Detalhes bibliográficos
Autor(a) principal: Gomes A.S.
Data de Publicação: 2016
Outros Autores: Brandão P., Fernandes C.S.G., Da Silva M.R.P.C., De Sousa M.E.D.S.P., Pinto M.M.M.
Tipo de documento: Artigo
Idioma: eng
Título da fonte: Repositório Científico de Acesso Aberto de Portugal (Repositórios Cientìficos)

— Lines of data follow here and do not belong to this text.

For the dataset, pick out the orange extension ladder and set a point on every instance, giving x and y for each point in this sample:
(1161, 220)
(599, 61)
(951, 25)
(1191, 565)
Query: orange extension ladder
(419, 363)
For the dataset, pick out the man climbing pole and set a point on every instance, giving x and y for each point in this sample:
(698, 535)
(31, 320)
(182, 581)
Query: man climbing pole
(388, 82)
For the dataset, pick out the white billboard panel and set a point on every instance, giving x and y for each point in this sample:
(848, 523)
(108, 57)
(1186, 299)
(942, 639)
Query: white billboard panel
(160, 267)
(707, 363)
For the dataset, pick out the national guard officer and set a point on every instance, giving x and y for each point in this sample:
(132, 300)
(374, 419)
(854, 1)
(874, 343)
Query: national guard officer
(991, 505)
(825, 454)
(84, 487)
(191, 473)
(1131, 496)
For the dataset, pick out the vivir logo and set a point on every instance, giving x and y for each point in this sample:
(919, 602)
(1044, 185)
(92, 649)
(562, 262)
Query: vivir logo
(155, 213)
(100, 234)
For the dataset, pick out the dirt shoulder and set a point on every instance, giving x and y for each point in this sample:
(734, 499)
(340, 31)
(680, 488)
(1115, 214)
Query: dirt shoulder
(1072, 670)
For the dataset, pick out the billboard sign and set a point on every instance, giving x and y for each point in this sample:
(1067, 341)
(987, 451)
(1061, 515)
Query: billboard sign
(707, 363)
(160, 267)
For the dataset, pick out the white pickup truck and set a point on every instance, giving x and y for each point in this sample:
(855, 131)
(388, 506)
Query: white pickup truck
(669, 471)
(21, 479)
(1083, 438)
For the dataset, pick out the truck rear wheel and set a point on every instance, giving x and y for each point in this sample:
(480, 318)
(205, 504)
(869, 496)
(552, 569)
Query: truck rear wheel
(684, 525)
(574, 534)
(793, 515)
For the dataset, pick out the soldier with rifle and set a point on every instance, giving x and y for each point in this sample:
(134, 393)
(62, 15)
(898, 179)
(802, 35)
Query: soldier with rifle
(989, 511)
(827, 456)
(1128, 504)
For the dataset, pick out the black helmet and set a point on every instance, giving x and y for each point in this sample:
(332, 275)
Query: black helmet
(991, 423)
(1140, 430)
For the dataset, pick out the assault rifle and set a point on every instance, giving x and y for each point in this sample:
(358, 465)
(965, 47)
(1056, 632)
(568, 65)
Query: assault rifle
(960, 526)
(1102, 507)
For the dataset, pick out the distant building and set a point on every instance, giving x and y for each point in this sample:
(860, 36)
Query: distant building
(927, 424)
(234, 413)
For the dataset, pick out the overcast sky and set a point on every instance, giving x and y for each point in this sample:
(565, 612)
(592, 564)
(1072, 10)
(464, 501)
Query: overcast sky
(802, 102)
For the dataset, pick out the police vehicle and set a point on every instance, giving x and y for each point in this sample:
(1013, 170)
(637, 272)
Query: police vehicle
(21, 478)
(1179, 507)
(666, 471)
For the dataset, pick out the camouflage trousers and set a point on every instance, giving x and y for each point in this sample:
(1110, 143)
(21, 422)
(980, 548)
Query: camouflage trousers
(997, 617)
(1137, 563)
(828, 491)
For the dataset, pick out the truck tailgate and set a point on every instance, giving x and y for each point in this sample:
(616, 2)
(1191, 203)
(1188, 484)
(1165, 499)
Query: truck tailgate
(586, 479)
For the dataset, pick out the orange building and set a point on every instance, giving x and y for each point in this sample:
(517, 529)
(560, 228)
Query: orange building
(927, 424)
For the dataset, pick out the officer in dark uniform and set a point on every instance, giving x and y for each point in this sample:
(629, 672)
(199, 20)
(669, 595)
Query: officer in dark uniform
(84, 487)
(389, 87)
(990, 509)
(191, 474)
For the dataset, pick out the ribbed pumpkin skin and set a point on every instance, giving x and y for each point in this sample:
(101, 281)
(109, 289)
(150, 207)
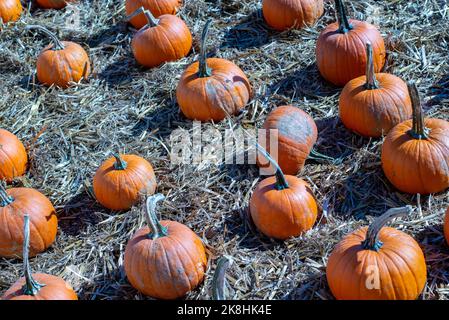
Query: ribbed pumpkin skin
(205, 98)
(156, 7)
(170, 40)
(402, 267)
(297, 133)
(372, 113)
(417, 166)
(121, 189)
(60, 67)
(282, 214)
(167, 267)
(13, 156)
(341, 57)
(43, 221)
(286, 14)
(10, 10)
(55, 289)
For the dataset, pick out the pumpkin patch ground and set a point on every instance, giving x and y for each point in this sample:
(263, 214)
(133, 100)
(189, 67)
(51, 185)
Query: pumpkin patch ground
(126, 108)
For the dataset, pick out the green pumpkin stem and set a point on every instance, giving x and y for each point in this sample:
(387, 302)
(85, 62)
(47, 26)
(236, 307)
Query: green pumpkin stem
(157, 229)
(31, 286)
(203, 70)
(343, 22)
(58, 45)
(218, 281)
(419, 130)
(372, 241)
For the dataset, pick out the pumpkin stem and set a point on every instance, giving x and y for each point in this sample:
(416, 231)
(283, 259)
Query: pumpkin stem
(31, 286)
(203, 70)
(157, 230)
(342, 16)
(218, 281)
(58, 45)
(372, 241)
(371, 82)
(419, 130)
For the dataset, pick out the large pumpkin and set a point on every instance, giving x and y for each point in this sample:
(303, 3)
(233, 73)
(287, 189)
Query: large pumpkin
(286, 14)
(122, 180)
(39, 286)
(340, 49)
(165, 259)
(377, 263)
(14, 204)
(156, 7)
(13, 156)
(415, 153)
(168, 37)
(212, 89)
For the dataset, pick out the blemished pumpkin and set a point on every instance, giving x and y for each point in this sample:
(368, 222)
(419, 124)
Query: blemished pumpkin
(13, 156)
(39, 286)
(61, 63)
(156, 7)
(377, 263)
(122, 180)
(373, 104)
(415, 153)
(340, 48)
(164, 260)
(10, 10)
(212, 89)
(14, 204)
(161, 40)
(286, 14)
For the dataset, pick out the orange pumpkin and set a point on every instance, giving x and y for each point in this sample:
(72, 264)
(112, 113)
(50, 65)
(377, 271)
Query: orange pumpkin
(61, 63)
(10, 10)
(13, 156)
(340, 49)
(16, 202)
(373, 104)
(168, 37)
(212, 89)
(156, 7)
(415, 153)
(39, 286)
(166, 259)
(377, 263)
(285, 14)
(122, 179)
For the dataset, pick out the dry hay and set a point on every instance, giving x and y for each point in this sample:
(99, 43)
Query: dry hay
(69, 133)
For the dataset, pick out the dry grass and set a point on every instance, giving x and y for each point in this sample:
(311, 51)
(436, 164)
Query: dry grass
(134, 110)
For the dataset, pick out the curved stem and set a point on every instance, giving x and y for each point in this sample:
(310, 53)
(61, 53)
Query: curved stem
(58, 45)
(419, 130)
(31, 286)
(203, 70)
(372, 241)
(157, 230)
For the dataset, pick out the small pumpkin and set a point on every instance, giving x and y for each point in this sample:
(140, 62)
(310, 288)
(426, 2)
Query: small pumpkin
(166, 259)
(286, 14)
(373, 104)
(61, 63)
(212, 89)
(156, 7)
(13, 156)
(340, 49)
(415, 153)
(10, 10)
(14, 203)
(122, 179)
(377, 263)
(161, 40)
(39, 286)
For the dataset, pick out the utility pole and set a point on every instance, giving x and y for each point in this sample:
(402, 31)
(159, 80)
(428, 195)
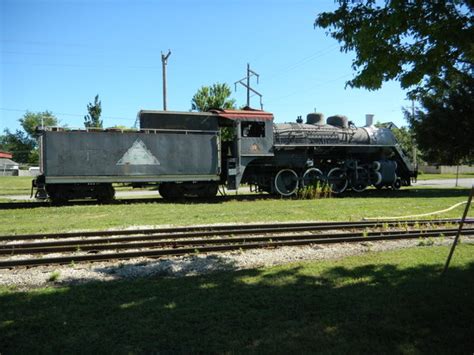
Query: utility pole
(164, 62)
(246, 84)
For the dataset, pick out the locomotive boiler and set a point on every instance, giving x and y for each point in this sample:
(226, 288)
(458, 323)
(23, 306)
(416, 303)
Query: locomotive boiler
(185, 155)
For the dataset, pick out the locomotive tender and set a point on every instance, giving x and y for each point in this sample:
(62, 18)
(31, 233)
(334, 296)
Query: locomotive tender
(183, 152)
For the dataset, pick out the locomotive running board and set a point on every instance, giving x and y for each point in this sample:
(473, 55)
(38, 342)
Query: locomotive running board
(111, 179)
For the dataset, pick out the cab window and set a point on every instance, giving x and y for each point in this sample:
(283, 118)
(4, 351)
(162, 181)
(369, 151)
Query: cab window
(253, 129)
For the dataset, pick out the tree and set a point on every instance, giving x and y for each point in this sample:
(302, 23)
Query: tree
(216, 96)
(22, 147)
(423, 44)
(427, 46)
(31, 120)
(93, 118)
(24, 144)
(406, 139)
(444, 127)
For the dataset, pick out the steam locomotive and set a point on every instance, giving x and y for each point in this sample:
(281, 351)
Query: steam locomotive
(186, 155)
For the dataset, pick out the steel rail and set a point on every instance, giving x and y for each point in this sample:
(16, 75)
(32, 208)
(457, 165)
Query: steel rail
(205, 249)
(169, 239)
(217, 229)
(91, 247)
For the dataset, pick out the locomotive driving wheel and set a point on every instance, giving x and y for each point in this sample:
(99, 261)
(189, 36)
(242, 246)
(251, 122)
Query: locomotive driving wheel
(312, 176)
(337, 180)
(360, 179)
(286, 182)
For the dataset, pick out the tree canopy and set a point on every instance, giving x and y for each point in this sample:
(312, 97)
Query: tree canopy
(23, 144)
(93, 118)
(422, 44)
(216, 96)
(31, 120)
(445, 126)
(427, 46)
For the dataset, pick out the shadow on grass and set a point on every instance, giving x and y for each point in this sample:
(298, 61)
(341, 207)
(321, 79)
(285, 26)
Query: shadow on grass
(364, 309)
(371, 193)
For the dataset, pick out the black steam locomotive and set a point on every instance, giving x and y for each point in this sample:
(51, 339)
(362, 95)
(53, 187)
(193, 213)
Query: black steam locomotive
(185, 154)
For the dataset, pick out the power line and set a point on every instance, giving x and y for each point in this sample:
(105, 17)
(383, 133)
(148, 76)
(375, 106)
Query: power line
(66, 114)
(318, 54)
(310, 88)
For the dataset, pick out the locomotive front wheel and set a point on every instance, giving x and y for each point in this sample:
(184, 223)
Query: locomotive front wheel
(337, 180)
(286, 182)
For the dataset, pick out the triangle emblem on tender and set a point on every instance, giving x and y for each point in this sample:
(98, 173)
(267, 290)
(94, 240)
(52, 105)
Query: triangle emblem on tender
(138, 154)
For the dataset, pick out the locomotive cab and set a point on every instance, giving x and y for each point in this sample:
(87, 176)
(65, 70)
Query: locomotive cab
(251, 138)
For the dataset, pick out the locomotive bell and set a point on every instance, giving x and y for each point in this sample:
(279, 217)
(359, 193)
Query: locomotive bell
(315, 118)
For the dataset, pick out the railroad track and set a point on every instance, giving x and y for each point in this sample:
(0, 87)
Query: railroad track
(126, 244)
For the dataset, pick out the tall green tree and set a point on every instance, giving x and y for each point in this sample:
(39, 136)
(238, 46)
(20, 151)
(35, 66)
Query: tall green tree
(427, 46)
(93, 118)
(216, 96)
(31, 120)
(23, 144)
(422, 44)
(23, 148)
(444, 126)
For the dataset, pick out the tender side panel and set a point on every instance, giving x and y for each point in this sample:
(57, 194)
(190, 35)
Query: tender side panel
(131, 154)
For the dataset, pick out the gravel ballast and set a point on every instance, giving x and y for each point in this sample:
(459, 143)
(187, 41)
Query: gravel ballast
(63, 275)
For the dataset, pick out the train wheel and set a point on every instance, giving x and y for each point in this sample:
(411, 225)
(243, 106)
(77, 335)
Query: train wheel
(57, 194)
(337, 180)
(360, 180)
(286, 182)
(209, 190)
(105, 193)
(312, 176)
(170, 191)
(397, 184)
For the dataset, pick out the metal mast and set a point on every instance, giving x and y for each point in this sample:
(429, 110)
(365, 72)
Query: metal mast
(246, 83)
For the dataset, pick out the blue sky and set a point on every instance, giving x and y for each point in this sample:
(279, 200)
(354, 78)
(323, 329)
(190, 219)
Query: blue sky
(57, 55)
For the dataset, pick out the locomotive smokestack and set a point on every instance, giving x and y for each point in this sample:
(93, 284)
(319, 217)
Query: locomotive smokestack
(369, 120)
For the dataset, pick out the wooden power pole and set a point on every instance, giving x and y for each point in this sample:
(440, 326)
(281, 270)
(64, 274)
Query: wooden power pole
(164, 62)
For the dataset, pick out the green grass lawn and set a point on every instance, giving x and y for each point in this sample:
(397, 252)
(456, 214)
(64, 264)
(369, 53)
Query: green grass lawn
(444, 176)
(371, 203)
(392, 302)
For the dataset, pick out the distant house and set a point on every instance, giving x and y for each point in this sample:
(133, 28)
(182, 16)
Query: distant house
(8, 166)
(6, 155)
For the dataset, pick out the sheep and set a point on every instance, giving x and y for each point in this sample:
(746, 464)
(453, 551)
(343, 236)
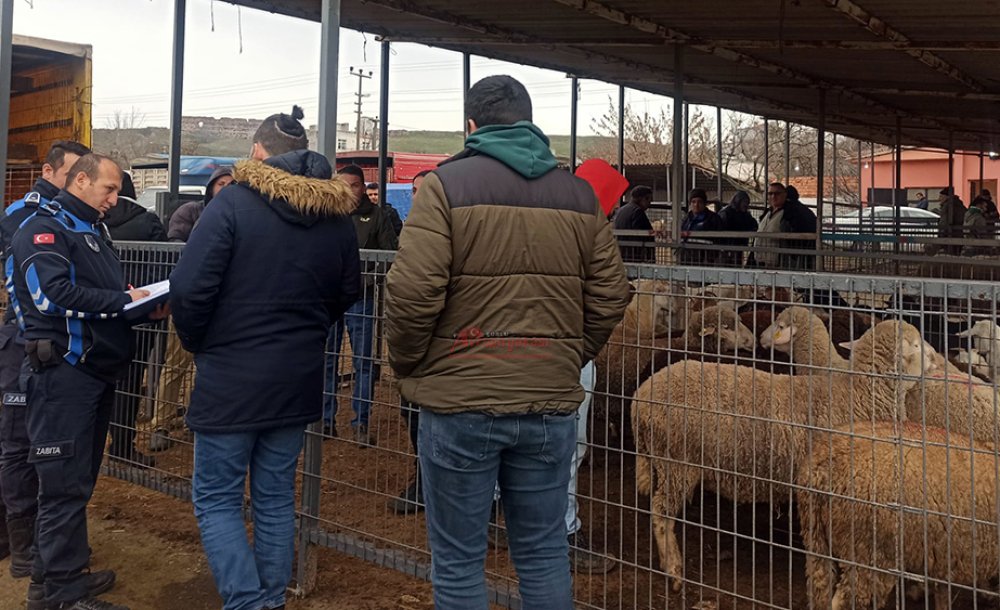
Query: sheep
(688, 432)
(656, 310)
(950, 399)
(972, 362)
(801, 334)
(714, 330)
(984, 337)
(868, 492)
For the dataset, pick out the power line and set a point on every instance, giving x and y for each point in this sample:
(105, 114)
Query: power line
(361, 83)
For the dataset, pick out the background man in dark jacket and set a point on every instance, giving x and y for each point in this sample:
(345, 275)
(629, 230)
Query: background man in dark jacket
(374, 232)
(632, 217)
(274, 261)
(737, 217)
(18, 480)
(699, 218)
(390, 212)
(488, 331)
(784, 215)
(129, 221)
(185, 217)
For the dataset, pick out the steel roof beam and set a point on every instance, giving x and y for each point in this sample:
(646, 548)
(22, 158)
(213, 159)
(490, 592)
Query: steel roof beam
(885, 31)
(651, 27)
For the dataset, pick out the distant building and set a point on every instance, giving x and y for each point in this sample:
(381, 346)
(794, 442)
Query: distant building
(927, 172)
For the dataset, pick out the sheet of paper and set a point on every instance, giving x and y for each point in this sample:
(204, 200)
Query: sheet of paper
(156, 291)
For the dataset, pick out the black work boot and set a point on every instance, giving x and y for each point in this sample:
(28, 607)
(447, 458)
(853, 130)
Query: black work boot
(4, 534)
(98, 582)
(89, 603)
(22, 535)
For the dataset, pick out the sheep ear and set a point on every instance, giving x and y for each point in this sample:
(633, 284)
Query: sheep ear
(729, 305)
(783, 336)
(849, 344)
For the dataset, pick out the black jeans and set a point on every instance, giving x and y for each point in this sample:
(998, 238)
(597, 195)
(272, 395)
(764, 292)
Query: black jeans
(68, 417)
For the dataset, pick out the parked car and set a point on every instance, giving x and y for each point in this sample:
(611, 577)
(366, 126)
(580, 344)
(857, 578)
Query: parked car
(874, 225)
(148, 197)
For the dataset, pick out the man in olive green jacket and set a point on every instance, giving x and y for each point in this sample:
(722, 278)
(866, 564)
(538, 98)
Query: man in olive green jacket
(507, 281)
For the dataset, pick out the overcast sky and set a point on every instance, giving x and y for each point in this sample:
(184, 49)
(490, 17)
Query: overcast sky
(279, 66)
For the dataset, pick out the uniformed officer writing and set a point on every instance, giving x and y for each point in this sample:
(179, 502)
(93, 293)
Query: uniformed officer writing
(68, 294)
(18, 482)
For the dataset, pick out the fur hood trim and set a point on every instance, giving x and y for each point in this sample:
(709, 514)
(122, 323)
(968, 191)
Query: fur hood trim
(308, 196)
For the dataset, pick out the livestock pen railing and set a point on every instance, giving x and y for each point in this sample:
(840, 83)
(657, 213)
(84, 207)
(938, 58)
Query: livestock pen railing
(843, 251)
(761, 463)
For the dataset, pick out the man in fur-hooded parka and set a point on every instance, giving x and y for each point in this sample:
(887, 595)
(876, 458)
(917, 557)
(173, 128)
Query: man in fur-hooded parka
(273, 264)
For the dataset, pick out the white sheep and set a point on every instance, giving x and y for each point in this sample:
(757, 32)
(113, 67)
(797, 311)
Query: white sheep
(949, 399)
(656, 311)
(985, 339)
(972, 362)
(880, 500)
(637, 349)
(714, 427)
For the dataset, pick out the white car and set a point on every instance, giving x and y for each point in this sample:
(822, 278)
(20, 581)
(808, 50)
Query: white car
(148, 197)
(877, 224)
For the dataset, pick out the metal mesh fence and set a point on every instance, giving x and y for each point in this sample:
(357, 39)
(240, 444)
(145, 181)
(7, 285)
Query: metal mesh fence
(739, 452)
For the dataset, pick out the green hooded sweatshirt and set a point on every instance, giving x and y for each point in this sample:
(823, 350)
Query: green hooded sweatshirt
(521, 146)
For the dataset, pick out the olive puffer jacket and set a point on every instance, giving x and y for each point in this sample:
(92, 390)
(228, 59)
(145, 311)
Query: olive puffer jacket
(507, 280)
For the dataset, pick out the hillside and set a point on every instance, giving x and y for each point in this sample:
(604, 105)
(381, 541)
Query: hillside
(127, 144)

Texto Completo: https://hdl.handle.net/10216/120465
Resumo: Xanthone derivatives have been described as compounds with a privileged scaffold exhibiting diverse biological/pharmacological activities, what directed the interest to pursue the development of these derivatives into drug candidates. Nevertheless, to achieve this purpose it is crucial to study their pharmacokinetics and toxicity (PK/tox) properties as decision endpoints to continue or interrupt the development investment. This review aims to expose the most relevant analytical methods used in the physicochemical and PK/tox studies in order to detect, quantify, and identify different bioactive xanthones. Analyzing the main results from in vitro and in vivo systems towards ADME properties such as solubility, lipophilicity, pKa, chemical and metabolic stability, permeability, transporters modulation, and plasma protein binding, it is possible to uncover some threats governing the PK properties and to understand the bioavailability and drugability of xanthone derivatives. The last section of this review focuses on a case-study of the development of the drug candidate DMXAA, which has reached clinical trials, to provide the paths and the importance of PK/tox parameters of this scaffold. The data assembled in this review intends to guide for tackling issues in the design of potential lead compounds and drug candidates with a xanthone scaffold. © 2016 Bentham Science Publishers.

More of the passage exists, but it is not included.